Por ello, entiendo que el rubro debe ser rechazado.
IV. No se advierte que medien aquí circunstancias arrimadas cuya peculiaridad fáctica o jurídica permita soslayar el criterio objetivo de la derrota, debiendo en consecuencia imponer las costas de ambas instancias a las demandadas vencidas por aplicación del principio objetivo de la derrota (arts. 68 y 279, CPCCN).
V. Conclusión
Como consecuencia de todo lo expuesto, propongo al Acuerdo: (i) hacer lugar al recurso de la parte actora; (ii) revocar la sentencia apelada; y, en consecuencia, (iii) declarar rescindido el contrato de tiempo compartido y condenar a las demandadas, en forma solidaria, a pagar la suma de U$S 12.000, en concepto de daño emergente, con más los intereses fijados en el apartado “III.6 (i)” y la suma de $ 35.000, en concepto de daño moral, con más los intereses dispuestos en el acápite “III.6 (iii)”, e (iv) imponer las costas de ambas instancias a las demandadas vencidas (arts. 68 y 279, CPCCN).
He concluido.
Por análogas razones, la señora Jueza de Cámara Matilde Ballerini adhiere al voto que antecede.
Y Vistos:
Por los fundamentos del acuerdo que precede, se resuelve: (i) hacer lugar al recurso de la parte actora; (ii) revocar la sentencia apelada; y, en consecuencia, (iii) declarar rescindido el contrato de tiempo compartido y condenar a las demandadas, en forma solidaria, a pagar la suma de U$S 12.000, en concepto de daño emergente, con más los intereses fijados en el apartado “III.6 (i)” y la suma de $ 35.000, en concepto de daño moral, con más los intereses dispuestos en el acápite “III.6 (iii)”, e (iv) imponer las costas de ambas instancias a las demandadas vencidas (arts. 68 y 279, CPCCN).
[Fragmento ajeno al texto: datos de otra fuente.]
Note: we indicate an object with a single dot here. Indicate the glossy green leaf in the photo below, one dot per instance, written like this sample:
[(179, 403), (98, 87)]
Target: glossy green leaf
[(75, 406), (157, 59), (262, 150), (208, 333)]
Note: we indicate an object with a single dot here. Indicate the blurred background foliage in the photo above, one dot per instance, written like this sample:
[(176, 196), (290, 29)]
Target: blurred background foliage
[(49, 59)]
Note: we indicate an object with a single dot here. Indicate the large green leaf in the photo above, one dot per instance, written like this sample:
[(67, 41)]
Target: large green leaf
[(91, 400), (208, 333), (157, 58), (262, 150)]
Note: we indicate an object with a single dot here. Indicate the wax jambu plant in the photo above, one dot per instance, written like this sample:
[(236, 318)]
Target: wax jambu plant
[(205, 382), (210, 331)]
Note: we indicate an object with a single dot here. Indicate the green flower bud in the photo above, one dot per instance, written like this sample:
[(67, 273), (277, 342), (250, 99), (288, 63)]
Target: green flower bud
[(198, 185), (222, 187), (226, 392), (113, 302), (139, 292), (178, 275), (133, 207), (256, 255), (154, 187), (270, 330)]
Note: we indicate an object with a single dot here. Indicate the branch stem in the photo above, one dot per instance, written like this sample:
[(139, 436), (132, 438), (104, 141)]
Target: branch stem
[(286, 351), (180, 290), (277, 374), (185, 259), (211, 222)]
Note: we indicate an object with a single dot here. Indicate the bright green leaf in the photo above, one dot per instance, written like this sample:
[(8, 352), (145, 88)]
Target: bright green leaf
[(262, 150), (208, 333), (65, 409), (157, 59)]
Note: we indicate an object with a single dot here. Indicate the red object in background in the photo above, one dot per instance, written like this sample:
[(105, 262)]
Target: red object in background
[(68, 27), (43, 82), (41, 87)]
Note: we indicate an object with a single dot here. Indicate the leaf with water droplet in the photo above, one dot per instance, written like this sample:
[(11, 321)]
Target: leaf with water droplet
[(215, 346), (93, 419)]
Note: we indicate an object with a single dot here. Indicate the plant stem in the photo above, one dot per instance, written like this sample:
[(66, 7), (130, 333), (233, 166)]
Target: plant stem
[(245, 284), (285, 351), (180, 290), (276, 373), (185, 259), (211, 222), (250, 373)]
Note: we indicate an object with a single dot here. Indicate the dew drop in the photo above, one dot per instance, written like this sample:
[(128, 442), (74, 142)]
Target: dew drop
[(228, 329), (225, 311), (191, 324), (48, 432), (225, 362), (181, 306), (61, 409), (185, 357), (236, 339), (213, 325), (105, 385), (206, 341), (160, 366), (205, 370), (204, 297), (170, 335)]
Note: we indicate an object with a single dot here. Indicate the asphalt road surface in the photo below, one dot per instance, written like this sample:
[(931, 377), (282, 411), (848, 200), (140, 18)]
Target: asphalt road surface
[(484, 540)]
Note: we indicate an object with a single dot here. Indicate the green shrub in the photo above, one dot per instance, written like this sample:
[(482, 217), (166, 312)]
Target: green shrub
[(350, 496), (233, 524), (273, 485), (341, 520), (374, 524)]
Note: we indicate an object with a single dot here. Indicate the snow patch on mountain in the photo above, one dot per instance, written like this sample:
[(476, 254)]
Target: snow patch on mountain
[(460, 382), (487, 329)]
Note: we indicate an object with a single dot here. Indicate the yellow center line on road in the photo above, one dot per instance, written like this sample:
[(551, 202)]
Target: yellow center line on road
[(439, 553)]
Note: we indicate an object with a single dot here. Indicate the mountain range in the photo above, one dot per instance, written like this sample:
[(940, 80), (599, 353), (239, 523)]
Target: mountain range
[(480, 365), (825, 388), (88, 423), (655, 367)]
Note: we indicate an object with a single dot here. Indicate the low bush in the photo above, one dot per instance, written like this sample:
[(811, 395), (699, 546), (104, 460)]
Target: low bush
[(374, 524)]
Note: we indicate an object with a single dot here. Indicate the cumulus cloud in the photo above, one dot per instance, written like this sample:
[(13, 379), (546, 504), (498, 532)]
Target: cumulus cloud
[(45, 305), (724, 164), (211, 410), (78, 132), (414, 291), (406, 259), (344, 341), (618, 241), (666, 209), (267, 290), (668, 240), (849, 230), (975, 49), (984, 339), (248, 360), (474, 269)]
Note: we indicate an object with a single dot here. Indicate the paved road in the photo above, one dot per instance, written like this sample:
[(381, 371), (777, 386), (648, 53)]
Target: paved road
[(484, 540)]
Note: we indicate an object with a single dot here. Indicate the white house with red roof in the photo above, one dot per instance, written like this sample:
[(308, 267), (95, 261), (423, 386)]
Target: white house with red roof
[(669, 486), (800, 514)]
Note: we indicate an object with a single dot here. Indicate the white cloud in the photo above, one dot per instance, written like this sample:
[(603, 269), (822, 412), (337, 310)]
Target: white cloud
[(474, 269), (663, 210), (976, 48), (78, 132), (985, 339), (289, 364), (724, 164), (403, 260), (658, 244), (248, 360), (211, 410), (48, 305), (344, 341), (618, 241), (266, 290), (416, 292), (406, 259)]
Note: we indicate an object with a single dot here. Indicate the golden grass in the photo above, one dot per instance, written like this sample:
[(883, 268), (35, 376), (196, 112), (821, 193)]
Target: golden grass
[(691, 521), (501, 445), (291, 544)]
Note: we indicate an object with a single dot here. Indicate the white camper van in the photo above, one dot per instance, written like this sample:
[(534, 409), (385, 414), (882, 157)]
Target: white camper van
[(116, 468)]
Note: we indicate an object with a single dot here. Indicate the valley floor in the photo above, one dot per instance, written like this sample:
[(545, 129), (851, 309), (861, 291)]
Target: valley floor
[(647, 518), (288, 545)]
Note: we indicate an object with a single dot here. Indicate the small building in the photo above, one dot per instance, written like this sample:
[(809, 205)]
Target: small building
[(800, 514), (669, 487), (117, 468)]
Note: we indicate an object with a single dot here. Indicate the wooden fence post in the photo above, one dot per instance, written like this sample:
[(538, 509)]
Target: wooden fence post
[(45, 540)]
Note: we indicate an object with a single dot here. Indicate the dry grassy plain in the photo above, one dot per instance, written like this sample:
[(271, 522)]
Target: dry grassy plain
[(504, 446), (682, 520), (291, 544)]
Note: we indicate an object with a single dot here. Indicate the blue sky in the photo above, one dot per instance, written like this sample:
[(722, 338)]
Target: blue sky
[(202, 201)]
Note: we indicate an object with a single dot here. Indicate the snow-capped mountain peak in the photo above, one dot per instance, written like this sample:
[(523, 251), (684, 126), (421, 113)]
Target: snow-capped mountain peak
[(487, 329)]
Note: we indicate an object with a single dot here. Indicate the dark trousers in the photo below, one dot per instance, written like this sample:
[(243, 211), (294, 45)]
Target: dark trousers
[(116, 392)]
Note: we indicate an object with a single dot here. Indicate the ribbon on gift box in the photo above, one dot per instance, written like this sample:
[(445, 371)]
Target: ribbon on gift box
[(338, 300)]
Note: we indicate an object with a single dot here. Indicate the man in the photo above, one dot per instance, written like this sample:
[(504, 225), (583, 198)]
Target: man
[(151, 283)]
Regístrese y notifíquese por Secretaría, conforme Acordadas nro. 31/11 y 38/13 CSJN y devuélvase. Oportunamente, cúmplase con la publicación a la Dirección de Comunicación Pública de la CSJN, según lo dispuesto en el artículo 4 de la Acordada nro. 15/13 CSJN. – M. Guadalupe Vásquez. – Matilde E. Ballerini (Sec.: Adriana Milovich).